It's 12 noon EST. I am sure you are done with your day, NoDoji. Can you show us your trades today so we can try to analyze and learn from it?
Excellent answer Wide Tailz. Now replace the $3 by the word spread (and/or commissions) and you will understand why the overwhelming majority of traders lose in the long run. PS: Here is my original question... Tradester123, suppose we play a Head or Tail game with a perfectly balanced coin. The rules are very simple: If Tails comes up you win $100, otherwise you lose $100. But. You have to pay me $3 just to play this game, each time you flip the coin. In the long run, do you think you will make money playing/betting that way? As you can see, very simple question.

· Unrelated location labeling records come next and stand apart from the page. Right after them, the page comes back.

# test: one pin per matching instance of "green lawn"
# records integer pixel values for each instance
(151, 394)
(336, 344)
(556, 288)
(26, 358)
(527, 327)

This is nearly proven beyond doubt in this excellent blog. Not even $3, just $1 of spread will do it.
Flipping perfectly balanced coin is not connected with external circumstances, that's why you can't influence it. MATH DOESN'T TAKE INTO ACCOUNT EXTERNAL CIRCUMSTANCES. It works in the closed circle. Circle which is limited to given data. If you have more data, circle is expanding and our prediction becoming more and more accurate. That is the main problem of application probability theory to our reality and especially to trading (tecnhical analysis)
There are no problems with probability theory. The theory is not about perfectly balanced coins. It is about topology of probability spaces. Just with its understanding by people. Shannon used it to beat the casinos because he understood it.